UT Health San Antonio Innovates Breakthrough in Drug Discovery
Researchers at UT Health have achieved a significant breakthrough through a novel concept known as "chemical endocytic medicinal chemistry," which aims to transform how drugs are designed for cellular uptake. The key to this discovery is CD36, a protein receptor found on many cell surfaces. The team developed a method to enhance the interaction between drugs and CD36, allowing larger and more polar compounds to enter cells more effectively.
This new strategy could potentially enable drugs that are typically administered intravenously to be taken orally and help them cross the blood-brain barrier. This has wide-reaching implications for treating conditions such as brain cancer and dementia, expanding the range of available treatments for these conditions.
For many years, small-molecule drugs were limited by the "Rule of 5," which suggested that compounds larger than 500 Daltons (Da) could not be effectively absorbed by cells. The team's work challenges this idea by showing that larger molecules, when optimised for CD36-mediated uptake, can successfully enter cells.

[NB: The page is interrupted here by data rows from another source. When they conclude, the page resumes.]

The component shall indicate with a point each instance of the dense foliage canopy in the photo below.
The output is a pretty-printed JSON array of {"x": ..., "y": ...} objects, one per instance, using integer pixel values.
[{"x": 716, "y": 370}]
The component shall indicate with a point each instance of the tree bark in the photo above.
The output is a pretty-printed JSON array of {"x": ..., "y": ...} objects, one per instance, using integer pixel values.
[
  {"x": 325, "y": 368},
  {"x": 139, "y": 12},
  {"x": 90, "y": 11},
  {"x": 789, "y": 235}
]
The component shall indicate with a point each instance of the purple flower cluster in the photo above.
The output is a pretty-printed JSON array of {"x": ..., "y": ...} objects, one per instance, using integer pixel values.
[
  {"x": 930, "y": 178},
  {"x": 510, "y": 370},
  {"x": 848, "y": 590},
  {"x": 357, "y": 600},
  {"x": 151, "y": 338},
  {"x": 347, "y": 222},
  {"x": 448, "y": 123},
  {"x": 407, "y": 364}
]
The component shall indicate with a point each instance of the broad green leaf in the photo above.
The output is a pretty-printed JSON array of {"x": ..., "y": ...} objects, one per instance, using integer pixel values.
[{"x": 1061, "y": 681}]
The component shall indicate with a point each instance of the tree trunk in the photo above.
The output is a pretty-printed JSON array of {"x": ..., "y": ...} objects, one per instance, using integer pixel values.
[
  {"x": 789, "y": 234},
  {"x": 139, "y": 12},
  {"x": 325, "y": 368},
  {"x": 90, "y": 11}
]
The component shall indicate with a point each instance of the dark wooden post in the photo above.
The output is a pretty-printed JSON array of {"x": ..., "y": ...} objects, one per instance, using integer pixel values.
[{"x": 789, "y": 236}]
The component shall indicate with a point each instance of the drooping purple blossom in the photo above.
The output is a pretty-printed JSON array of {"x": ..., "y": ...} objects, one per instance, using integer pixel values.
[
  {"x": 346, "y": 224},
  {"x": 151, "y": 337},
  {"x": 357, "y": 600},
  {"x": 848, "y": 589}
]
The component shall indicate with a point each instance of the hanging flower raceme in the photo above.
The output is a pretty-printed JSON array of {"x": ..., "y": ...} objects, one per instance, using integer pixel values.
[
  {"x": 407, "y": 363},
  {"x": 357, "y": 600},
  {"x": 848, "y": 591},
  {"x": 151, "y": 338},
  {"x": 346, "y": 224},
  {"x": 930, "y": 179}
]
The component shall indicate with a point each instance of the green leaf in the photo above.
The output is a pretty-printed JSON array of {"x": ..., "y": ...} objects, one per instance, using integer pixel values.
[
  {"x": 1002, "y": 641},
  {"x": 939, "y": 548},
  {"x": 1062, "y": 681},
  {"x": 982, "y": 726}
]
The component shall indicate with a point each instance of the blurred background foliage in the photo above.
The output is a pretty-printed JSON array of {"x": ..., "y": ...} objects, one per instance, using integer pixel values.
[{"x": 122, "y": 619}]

This breakthrough could greatly increase the range of compounds that can be developed into therapeutic drugs.
The research also focused on proteolysis-targeting chimeras (PROTACs), which are large molecular compounds designed to target specific proteins. The team demonstrated that optimising CD36 activity improved the uptake of PROTACs, achieving faster and more effective drug delivery.
The study’s findings were independently verified by multiple research teams, confirming the robustness and reliability of the results. This discovery represents a significant shift in how drugs may be developed, as it moves away from relying on passive diffusion and instead harnesses the potential of receptor-mediated cellular entry.

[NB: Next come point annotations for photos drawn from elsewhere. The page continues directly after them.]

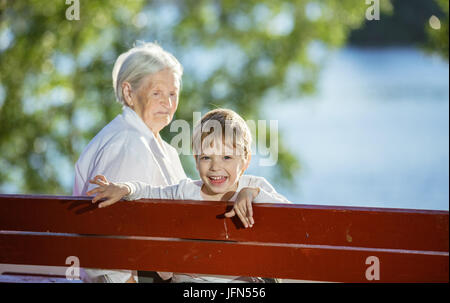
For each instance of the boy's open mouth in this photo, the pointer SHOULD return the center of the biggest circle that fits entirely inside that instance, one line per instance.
(217, 180)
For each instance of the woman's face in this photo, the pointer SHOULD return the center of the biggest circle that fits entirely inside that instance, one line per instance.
(156, 99)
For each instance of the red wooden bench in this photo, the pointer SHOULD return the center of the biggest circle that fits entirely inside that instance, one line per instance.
(307, 242)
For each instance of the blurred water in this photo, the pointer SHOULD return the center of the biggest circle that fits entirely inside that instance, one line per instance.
(376, 134)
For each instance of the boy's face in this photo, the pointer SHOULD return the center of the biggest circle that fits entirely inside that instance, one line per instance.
(220, 169)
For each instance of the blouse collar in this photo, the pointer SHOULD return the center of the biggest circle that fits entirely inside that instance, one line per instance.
(133, 119)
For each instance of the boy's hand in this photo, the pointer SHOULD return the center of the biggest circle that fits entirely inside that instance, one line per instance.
(113, 192)
(243, 206)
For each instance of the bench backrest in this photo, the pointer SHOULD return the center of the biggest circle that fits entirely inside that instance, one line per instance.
(308, 242)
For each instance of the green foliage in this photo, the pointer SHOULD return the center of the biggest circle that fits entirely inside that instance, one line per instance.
(438, 38)
(55, 74)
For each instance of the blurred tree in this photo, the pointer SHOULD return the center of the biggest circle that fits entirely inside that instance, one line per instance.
(55, 74)
(437, 33)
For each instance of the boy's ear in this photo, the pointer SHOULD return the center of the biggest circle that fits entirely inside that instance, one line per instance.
(247, 163)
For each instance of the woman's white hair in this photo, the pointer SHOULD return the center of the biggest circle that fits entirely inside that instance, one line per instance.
(143, 59)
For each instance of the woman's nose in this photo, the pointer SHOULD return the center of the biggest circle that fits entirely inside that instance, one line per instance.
(167, 101)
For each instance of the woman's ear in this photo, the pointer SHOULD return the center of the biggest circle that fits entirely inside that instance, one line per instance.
(126, 92)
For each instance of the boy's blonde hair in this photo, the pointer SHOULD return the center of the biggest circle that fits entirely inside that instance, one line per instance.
(225, 125)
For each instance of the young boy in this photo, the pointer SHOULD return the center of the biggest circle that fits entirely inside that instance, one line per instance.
(221, 146)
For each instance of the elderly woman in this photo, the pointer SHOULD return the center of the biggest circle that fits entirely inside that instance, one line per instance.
(147, 82)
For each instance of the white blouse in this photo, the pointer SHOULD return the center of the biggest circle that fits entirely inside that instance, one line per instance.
(126, 150)
(191, 190)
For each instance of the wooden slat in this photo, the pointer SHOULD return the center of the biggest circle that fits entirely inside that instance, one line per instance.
(340, 264)
(301, 224)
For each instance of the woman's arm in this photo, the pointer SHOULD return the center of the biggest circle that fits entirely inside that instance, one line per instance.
(114, 192)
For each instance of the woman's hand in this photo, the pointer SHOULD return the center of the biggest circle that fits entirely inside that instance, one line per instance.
(243, 206)
(113, 192)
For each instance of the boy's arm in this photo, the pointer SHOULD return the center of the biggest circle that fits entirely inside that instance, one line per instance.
(267, 193)
(258, 191)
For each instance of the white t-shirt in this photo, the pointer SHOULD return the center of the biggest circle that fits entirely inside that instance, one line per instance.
(125, 150)
(189, 189)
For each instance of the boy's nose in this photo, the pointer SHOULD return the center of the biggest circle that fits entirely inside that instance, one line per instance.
(215, 165)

The implications of this research extend beyond drug development. By considering how different individuals express CD36, particularly in cancer tissues, it may be possible to tailor treatments based on a patient’s unique biological profile, leading to more precise and effective therapies.
Overall, this advancement could reshape the future of drug discovery, development, and clinical application, potentially changing how regulatory bodies like the FDA evaluate and approve new treatments.